Ignoring his question. Another one of her “I don’t want to talk about it yet” techniques. Fuck that. “You said you were going to give me an explanation. Or have you changed your mind?”

A hand pushed one of the dark wings of her hair behind her ear. “No, I haven’t. I just wanted to know what you’ve been doing.”

“If you’d bothered to listen to any of my messages, read any of my emails, or even answer your bloody door, you’d know.”

Green eyes slid away from his.

Great. Now he really did sound like a petulant, angry child.

He lifted his bottle, took a sip of beer. “Katie and I broke up. She wanted more. I didn’t.”

Anna let out a breath, dark brows knitting together. “Oh, Finn. I’m sorry.”

She always was sorry whenever he broke up with a girlfriend. Sorrier than he was. He lifted a shoulder. “Easy come, easy go.” Because he didn’t want to settle down. Katie had been a lovely girl, but when she’d started angling for “the conversation”, he’d had to get out. He wasn’t a cruel person, and keeping her hanging on just because he’d liked the sex wasn’t right.

“Finn,” Anna murmured.

“No, it didn’t worry me, truly.” Only a little.

Anna’s watchful green eyes looked at him from beneath her new fringe. “But something happened, didn’t it? That’s why you’re so angry with me.”

Ah. Deflection. Another Anna-ism. When there was something she didn’t want to talk about, she turned the conversation back on him. Fuck that too.

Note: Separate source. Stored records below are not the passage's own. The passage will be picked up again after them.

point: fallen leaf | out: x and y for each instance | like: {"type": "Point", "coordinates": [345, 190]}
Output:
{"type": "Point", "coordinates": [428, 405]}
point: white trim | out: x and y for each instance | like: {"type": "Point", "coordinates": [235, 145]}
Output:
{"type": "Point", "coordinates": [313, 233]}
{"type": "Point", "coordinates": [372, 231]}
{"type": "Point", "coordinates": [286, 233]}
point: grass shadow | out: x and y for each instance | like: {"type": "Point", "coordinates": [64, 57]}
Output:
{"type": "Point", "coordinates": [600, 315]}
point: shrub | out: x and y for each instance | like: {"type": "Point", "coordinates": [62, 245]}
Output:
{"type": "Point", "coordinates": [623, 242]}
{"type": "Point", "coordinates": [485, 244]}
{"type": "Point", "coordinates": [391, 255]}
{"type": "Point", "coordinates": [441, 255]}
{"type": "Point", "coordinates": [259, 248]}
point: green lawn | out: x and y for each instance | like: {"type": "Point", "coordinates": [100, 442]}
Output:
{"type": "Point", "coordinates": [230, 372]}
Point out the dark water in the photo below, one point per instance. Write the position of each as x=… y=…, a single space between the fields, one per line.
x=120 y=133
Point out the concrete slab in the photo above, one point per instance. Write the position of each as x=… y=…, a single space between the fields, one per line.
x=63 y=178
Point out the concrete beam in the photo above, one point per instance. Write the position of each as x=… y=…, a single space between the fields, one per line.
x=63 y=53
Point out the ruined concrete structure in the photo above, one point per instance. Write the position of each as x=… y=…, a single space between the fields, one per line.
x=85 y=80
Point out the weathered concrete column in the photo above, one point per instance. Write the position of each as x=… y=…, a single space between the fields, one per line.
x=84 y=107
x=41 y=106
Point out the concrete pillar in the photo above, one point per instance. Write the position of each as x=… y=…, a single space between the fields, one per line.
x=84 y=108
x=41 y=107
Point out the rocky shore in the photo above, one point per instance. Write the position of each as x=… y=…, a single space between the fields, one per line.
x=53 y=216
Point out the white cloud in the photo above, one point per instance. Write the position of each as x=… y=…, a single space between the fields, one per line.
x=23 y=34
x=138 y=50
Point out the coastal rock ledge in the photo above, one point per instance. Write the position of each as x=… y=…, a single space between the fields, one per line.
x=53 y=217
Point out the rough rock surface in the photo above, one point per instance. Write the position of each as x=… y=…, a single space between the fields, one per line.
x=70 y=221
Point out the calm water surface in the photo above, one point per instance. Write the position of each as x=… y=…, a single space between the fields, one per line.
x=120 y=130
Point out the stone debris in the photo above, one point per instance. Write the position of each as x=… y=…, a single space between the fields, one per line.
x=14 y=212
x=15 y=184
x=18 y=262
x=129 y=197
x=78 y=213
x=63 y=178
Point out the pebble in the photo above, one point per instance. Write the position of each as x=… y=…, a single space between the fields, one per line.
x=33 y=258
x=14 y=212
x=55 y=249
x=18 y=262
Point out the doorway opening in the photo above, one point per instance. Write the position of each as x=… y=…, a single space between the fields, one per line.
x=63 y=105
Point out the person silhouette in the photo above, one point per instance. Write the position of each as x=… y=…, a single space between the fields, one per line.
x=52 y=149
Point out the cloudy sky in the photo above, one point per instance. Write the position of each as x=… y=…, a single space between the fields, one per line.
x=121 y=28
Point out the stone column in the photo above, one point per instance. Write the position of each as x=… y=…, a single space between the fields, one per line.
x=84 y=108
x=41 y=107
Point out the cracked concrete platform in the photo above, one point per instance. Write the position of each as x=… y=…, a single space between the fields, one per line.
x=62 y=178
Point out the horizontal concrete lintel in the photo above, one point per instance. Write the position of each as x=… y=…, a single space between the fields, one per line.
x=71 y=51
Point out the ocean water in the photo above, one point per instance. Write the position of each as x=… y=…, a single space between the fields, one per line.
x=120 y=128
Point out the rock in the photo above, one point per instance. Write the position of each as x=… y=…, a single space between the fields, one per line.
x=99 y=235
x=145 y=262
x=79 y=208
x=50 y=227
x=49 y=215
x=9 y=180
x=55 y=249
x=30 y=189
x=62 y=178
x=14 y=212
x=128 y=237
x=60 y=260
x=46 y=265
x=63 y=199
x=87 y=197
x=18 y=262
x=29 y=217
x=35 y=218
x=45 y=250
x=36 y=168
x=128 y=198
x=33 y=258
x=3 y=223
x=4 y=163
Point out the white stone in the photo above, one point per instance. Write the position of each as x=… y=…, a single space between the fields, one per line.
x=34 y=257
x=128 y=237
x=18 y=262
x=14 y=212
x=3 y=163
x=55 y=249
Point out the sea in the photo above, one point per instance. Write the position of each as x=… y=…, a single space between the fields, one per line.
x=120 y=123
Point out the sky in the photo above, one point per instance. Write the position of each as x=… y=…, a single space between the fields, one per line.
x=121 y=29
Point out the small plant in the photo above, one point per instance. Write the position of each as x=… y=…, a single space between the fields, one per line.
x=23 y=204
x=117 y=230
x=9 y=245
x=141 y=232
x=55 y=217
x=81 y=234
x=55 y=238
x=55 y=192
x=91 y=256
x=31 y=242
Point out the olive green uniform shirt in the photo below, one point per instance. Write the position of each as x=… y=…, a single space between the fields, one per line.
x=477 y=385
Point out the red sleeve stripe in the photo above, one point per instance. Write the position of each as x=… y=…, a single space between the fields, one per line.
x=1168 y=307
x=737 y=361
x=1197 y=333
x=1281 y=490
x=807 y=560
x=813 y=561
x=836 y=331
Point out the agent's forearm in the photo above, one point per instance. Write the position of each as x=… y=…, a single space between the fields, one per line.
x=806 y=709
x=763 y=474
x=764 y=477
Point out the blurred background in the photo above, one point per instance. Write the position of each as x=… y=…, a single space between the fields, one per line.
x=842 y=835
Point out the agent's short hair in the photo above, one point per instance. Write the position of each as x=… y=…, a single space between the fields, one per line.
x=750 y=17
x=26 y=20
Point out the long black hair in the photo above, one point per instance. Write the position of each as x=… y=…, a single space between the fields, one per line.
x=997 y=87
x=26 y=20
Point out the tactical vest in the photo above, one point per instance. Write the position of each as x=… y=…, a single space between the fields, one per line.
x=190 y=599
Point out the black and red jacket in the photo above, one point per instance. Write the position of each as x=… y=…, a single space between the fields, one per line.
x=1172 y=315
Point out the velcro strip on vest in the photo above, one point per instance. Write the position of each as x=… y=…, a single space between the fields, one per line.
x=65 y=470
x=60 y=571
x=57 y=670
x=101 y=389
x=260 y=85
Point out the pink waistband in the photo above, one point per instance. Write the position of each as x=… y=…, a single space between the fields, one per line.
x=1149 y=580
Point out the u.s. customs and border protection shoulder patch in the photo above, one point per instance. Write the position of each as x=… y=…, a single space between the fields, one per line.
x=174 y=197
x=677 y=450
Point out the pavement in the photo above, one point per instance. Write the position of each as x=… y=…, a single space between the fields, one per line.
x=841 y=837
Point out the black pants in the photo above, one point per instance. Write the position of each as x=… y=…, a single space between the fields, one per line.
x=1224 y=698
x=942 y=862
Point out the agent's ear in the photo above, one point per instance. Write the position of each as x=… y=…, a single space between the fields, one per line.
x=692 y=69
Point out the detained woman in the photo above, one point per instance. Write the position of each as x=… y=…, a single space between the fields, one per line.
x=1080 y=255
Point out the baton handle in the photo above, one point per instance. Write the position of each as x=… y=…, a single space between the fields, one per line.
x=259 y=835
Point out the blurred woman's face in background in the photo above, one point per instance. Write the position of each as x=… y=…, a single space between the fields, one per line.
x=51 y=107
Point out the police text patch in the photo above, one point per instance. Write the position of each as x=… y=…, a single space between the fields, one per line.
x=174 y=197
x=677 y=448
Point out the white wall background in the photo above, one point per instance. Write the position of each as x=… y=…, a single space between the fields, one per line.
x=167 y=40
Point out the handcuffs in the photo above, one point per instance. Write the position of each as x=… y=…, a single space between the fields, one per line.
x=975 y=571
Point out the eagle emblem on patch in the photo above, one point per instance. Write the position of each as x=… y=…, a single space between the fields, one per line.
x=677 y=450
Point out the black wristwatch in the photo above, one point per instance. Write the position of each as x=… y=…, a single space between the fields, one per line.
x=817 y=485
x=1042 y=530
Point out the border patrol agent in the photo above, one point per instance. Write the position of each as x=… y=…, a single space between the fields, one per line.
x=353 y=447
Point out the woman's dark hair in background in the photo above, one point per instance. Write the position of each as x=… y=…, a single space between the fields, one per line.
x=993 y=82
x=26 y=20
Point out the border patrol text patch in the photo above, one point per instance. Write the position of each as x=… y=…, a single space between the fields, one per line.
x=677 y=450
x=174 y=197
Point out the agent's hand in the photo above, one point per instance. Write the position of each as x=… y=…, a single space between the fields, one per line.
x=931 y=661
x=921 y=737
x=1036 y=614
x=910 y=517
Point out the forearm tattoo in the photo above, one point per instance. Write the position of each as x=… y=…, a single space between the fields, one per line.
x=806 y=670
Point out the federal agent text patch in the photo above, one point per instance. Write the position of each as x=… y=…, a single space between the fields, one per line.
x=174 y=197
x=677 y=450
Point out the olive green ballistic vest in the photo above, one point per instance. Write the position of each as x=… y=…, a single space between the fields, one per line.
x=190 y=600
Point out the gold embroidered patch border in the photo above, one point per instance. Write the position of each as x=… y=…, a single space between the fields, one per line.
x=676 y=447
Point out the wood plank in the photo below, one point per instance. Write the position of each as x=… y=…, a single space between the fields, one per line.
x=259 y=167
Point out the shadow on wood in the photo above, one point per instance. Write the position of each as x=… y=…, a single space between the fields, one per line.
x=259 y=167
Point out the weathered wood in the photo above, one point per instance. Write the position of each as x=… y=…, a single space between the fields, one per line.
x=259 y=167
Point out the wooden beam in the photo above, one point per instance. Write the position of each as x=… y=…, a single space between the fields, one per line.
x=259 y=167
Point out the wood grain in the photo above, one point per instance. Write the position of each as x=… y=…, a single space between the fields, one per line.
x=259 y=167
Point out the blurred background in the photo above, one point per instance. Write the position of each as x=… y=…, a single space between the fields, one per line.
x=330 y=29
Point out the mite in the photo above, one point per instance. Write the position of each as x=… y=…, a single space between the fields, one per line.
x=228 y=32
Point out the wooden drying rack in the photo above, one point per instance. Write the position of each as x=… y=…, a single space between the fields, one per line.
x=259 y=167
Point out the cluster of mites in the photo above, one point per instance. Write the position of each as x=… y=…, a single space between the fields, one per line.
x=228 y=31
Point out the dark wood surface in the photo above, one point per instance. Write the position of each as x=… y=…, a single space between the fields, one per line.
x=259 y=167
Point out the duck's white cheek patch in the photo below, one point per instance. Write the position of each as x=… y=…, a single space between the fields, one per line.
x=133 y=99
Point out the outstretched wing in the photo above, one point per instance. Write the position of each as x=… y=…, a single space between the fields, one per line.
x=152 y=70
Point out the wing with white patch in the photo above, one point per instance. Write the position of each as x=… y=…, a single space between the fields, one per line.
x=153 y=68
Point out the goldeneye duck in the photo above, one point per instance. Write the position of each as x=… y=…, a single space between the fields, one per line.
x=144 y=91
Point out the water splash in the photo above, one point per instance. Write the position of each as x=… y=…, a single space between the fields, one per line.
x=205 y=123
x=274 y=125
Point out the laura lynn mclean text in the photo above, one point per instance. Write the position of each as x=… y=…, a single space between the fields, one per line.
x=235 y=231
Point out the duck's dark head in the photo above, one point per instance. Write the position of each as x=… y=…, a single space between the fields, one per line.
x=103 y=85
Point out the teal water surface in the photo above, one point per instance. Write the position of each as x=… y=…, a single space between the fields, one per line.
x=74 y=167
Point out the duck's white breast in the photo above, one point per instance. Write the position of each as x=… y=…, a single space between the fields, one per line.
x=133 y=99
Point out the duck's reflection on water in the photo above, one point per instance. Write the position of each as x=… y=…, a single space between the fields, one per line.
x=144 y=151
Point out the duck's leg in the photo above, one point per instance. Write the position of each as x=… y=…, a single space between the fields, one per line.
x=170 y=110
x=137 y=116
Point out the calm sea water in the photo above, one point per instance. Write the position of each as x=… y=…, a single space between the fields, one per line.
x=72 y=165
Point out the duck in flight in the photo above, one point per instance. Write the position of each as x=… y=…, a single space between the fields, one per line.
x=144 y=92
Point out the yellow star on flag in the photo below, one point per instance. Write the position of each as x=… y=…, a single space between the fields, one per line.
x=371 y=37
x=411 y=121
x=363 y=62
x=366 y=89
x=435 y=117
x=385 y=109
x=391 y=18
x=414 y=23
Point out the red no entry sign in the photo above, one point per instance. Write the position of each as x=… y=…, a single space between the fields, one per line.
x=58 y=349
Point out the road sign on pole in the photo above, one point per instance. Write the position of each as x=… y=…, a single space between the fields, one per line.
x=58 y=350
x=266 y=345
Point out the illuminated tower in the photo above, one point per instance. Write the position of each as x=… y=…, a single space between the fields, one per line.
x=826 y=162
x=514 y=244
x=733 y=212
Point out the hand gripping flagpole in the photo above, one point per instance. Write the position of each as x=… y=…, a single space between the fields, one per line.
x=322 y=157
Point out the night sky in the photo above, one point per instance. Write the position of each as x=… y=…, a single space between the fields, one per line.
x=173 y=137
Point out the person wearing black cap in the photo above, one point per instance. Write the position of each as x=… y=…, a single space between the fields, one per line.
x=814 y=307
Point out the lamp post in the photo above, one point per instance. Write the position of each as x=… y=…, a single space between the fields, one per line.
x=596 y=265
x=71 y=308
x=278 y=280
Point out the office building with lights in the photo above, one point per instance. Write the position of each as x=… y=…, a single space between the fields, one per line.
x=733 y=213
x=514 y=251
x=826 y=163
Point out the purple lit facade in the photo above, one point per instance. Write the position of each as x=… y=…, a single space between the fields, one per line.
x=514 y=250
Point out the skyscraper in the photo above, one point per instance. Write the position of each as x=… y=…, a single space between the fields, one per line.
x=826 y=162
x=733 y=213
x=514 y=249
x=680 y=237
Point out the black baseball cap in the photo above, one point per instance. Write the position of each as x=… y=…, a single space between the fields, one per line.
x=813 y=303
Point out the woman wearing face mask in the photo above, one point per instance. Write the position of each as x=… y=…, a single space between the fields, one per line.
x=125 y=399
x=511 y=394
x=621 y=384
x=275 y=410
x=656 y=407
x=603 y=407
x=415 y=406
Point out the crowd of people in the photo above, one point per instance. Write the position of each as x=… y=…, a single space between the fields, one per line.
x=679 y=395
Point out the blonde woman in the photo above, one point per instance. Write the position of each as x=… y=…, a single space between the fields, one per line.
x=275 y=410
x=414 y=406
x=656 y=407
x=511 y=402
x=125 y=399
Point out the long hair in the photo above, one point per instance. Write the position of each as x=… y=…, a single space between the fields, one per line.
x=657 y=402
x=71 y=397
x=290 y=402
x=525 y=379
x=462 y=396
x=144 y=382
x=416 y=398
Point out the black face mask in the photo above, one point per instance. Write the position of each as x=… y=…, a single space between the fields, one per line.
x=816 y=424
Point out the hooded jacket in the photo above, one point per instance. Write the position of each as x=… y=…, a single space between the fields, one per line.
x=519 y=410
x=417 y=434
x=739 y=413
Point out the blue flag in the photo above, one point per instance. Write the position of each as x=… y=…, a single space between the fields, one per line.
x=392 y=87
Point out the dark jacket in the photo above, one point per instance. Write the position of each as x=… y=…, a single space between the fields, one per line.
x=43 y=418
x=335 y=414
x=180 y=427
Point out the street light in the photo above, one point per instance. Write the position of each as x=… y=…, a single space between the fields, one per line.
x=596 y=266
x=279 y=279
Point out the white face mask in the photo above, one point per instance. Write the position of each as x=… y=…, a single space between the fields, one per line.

Finn leaned forward. Put his beer on the floor, elbows on his knees. Stared at her. “This isn’t about me, Green Eyes. So come on, spit it out. Why are you here after six months of silence? What happened?”

 

Green Eyes
. Finn’s affectionate nickname for her. She’d always liked it. Liked how it made her sound exotic when she was anything but.

Yet even the familiar sound of it didn’t stop the cold feeling spreading through her. Neither did sitting here on Finn’s comfortable leather couch, the same couch she’d spent so many nights sitting on, talking or watching TV, or listening to music or arguing, or sleeping on when she’d had too many glasses of wine to drive home.

It should have reassured her. Should have grounded her. But it didn’t.

Because what had happened six months ago was too big for familiarity to overcome. As was the request she had to make. Still, she had to try. Had to ask.

Finn never let anything get in his way when he wanted something. He never had. And she knew he’d always wanted to help her. That was why she was asking him in the first place. That and because she trusted him as she trusted no one else.

Anna took a fortifying sip of her beer. Talking to him shouldn’t have been so difficult, but the therapist she’d gone to see for a few months afterwards had told her not to expect miracles. That these things took time. But if she couldn’t tell her oldest, most trusted friend, then who could she tell?